If a wheel goes out of true a small amount and is rubbing on the brake as you ride, you can loosen the brake slightly (by loosening the brake cable or maybe undoing the brake
quick release if you have one) so you can get home and then take it a bike shop to have it repaired at your leisure. If you have to loosen the brake so much that the brakes will
no longer work effectively, then you need to make a spoke adjustment.
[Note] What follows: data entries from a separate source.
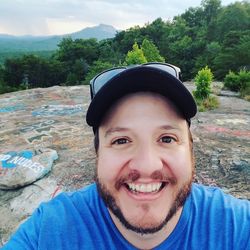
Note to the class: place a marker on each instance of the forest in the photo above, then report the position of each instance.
(209, 35)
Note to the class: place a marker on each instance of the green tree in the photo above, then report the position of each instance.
(97, 67)
(203, 82)
(135, 56)
(151, 52)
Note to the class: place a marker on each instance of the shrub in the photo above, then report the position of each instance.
(203, 82)
(231, 81)
(239, 82)
(209, 103)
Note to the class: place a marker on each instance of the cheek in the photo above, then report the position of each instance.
(109, 166)
(180, 163)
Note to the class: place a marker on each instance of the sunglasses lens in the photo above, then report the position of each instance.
(103, 78)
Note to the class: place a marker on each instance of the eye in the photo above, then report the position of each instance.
(120, 141)
(167, 139)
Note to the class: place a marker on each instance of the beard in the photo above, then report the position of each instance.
(111, 203)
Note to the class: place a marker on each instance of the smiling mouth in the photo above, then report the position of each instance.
(145, 188)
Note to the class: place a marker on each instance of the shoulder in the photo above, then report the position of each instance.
(76, 201)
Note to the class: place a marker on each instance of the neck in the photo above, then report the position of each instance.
(147, 241)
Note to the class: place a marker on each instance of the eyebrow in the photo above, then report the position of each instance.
(169, 127)
(123, 129)
(115, 129)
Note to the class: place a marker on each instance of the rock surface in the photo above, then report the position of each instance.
(18, 169)
(55, 118)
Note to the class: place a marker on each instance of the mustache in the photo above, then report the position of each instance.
(134, 175)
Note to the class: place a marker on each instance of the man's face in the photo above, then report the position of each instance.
(145, 162)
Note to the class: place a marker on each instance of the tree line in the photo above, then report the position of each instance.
(209, 35)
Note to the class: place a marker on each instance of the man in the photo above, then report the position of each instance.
(143, 197)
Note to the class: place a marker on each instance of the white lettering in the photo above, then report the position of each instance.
(14, 160)
(4, 157)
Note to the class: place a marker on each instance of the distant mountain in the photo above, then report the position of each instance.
(9, 43)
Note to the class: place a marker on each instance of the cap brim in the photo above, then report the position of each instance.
(138, 79)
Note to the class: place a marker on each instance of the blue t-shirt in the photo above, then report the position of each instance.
(80, 220)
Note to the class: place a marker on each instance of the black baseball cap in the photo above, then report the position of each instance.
(111, 85)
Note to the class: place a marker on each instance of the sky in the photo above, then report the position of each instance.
(54, 17)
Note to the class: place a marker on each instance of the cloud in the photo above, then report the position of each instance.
(64, 16)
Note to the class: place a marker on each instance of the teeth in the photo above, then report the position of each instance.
(144, 188)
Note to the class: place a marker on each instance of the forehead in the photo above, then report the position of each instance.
(141, 105)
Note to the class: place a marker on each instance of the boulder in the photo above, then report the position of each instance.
(21, 168)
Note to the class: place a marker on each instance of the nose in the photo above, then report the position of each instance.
(146, 160)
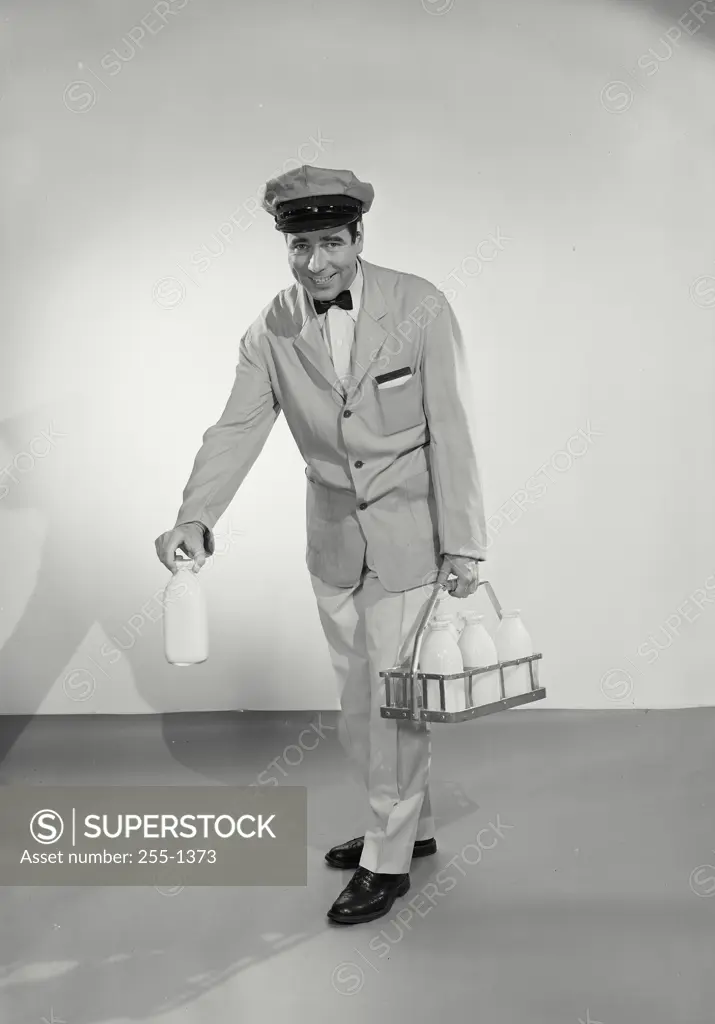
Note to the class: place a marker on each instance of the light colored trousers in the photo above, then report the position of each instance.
(370, 630)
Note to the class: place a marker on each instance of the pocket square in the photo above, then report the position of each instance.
(393, 378)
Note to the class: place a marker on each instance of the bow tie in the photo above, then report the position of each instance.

|The basic idea behind adjusting the spokes is simple. Use the gap between the brake shoes and the rim as a guide. If the wheel is rubbing on the left hand brake
shoe (see the drawing at the left), you need to tighten the spoke(s) on the right side of the wheel to pull it back into shape and vice versa. Normally, you want to tighten
the spoke(s) but if the spoke(s) in question are already tight you can get the same results, although to a lesser degree, by loosening the spoke(s) on the opposite side if
the wheel. If the spoke(s) on the side you need to tighten are already super tight, and if the spokes you have to loosen on the opposite side are already super loose, that
means that your wheel is 'sprung' and your only choice is to call a cab or disconnect the brake completely and ride home very carefully keeping in mind that you only have one
functioning brake. If you have actually broken a spoke, your only choice is to tighten the spokes on the opposite side of the wheel in the area of the broken spoke and hope
for the best.
|You can use a spoke wrench if you have one in your tool kit, or you can use a small adjustable (crescent) wrench. Think of a spoke as a bolt and nut. The spoke represents the bolt and the nipple (that thingie that pokes through the rim) represents the nut. Just as with a standard bolt, to tighten a spoke you turn the nipple clockwise and to loosen it you turn it counterclockwise (looking from the top of the wheel in towards the hub). The easiest way to determine which way to turn the wrench is to look at the wheel from the side instead. If you want to tighten the spoke work the wrench towards you. To loosen the spoke work the wrench away from you. The most important thing to remember is to only tighten (or loosen) the spoke a half of a turn at a time. Then check to see if you got the desired result. If not, keep repeating these two steps until you get the rim the way you want it. Just make sure you don't over tighten the spokes. By that I mean don't round out the squared off surfaces on the nipple to the point where the wrench no longer has any effect. And also make sure you don't loosen the spokes so much that there is no tension left and they just 'float'.|
Again, I want to stress that you should only make these adjustments in an 'emergency'. Even though it may see easy to adjust your spokes as I described above, there are other factors involved. For example, for a wheel to be properly aligned and stressed, all the spokes need to be within a certain tension range. Each time you adjust a spoke you must compensate for this adjustment to maintain the proper tension range for that wheel. Also, each time you make an alignment adjustment to one area of the rim, you are also effecting other areas. If you overdo these adjustments you can end up with what looks more like a pretzel than a wheel and in some cases you might actually end up having to replace the wheel.